5°) The issue price;

6°) The nominal value of bonds to be issued;

7°) The rate and method of interests calculation and other proceeds as well as the terms of payment;

8°) The period and repayment terms as well as potentially the conditions for repurchase of bonds;

9°) Guarantees conferred, where applicable, to bonds.

The notice shall bear the company seal.

The following shall be appended to the notice referred to in article 842 of the law:

1°) A copy of the latest balance sheet approved by the general meeting of shareholders, certified as true by the company legal representative;

2°) Where the balance sheet was adopted at an earlier date of more than ten (10) months from the beginning of the issuance, a statement of assets and liabilities of the company dating back ten (10) months at the most and prepared under the responsibility of the board of directors or managers, as the case may be;

3°) Information on the company position since the beginning of the current fiscal year and, where applicable, of the previous fiscal year if the ordinary general meeting tasked with adopting the summary financial statements has not yet been held.

If a balance sheet has not yet been established, the notice shall state so.

Annexes stipulated in paragraphs 1°) and 2°) of this article may be replaced, as appropriate, by mentioning the publication in newspapers authorized to publish legal notices of the last balance sheet or a provisional balance sheet adopted at an earlier date of ten (10) months at the most from the date of issue, when this balance sheet or provisional balance sheet has already been published.

The prospectus containing the information on bond issuance shall reproduce the information of the notice referred to in article 842 of the law, state the issue price, and indicate the publication of the said notice in the newspaper authorized to publish legal notices with reference to the issue in which it was published.
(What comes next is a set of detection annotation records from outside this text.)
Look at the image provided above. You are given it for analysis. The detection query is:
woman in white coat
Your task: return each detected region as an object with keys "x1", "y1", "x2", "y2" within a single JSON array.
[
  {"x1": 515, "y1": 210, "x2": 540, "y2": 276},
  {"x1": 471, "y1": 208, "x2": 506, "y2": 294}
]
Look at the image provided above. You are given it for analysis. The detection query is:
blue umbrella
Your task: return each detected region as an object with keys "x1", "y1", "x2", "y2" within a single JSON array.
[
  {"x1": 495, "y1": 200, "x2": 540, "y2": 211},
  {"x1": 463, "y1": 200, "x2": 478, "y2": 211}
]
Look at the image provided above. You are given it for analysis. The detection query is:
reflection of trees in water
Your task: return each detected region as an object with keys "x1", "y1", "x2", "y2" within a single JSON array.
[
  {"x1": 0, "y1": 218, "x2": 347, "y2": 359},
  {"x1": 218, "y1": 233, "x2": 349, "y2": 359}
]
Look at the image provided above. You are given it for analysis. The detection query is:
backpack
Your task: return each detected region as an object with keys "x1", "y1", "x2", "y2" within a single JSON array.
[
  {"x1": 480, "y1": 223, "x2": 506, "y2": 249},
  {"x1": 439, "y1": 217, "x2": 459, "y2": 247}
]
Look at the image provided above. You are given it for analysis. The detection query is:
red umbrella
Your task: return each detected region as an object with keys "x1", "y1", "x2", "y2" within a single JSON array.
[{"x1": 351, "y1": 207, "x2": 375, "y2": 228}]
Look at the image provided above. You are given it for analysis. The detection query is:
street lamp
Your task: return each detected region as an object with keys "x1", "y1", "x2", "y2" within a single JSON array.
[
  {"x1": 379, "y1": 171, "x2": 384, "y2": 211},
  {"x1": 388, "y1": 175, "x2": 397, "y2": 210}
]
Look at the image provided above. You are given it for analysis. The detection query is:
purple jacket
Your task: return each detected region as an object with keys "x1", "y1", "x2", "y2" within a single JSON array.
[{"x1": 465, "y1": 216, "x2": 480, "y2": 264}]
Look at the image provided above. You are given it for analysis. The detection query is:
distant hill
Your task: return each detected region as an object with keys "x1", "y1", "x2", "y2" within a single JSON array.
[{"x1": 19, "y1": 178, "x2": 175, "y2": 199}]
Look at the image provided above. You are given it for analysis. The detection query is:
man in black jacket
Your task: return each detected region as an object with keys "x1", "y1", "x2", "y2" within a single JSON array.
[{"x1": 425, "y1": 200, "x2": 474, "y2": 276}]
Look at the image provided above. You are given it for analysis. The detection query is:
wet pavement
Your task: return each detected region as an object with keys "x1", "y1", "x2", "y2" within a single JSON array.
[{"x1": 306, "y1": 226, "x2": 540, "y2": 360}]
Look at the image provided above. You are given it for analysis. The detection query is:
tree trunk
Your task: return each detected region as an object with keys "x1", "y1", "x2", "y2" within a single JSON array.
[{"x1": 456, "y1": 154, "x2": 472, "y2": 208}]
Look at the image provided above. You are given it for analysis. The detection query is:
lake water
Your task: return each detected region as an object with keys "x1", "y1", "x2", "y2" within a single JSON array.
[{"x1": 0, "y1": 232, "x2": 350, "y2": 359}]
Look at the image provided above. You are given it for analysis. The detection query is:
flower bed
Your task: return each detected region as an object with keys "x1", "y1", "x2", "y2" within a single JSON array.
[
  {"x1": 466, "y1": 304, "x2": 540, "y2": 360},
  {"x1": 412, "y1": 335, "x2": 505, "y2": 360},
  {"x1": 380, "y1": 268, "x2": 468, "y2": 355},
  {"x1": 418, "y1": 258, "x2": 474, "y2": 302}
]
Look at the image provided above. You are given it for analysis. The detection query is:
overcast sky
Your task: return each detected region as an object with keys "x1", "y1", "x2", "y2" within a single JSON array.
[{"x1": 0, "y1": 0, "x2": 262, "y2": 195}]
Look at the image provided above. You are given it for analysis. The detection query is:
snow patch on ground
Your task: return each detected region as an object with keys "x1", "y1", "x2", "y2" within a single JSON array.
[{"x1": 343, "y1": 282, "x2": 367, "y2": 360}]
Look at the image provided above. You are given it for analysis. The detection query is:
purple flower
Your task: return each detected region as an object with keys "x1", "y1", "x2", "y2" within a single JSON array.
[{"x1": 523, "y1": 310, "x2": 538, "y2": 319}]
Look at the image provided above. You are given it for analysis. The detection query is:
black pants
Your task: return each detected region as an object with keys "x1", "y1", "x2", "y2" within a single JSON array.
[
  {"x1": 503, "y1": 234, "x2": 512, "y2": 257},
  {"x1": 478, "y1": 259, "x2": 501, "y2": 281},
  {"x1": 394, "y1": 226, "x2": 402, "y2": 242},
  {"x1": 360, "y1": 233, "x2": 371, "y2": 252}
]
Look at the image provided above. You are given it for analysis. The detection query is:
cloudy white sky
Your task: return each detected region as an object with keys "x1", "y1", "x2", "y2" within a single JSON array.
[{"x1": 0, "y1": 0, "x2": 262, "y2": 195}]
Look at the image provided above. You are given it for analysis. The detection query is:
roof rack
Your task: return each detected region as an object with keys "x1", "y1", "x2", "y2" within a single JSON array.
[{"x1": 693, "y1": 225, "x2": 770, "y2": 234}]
Posters and notices in newspapers shall reproduce the same information or at least an extract thereof with reference to the notice and identification of the newspaper authorized to publish legal notices in which it was published.

Bondholders’ meeting

Before the meeting of bondholders, the notice of a meeting to bondholders published in newspapers authorized to publish legal notices in the State party of the headquarters location and, where appropriate, of other States parties where a public offering has been made shall contain the following information:

1°) The company name followed by, if applicable, the acronym of the company;

2°) The type of the company;

3°) The amount of its capital;

4°) The address of the headquarters;

5°) The registration number of the company with the registry of commerce and securities;

6°) The meeting agenda;

7°) The meeting day, time, and venue;

8°) Where applicable, the venue (s) where bonds have to be lodged so as to have the right to participate in the meeting;

9°) The identification of bonds subscribed for by the bondholders whose group is called to the meeting;

10°) The name and address of the person that took the initiative of the invitation and the capacity in which he is acting;

11°) Where applicable, the date of the court decision appointing the agent in charge of calling the meeting.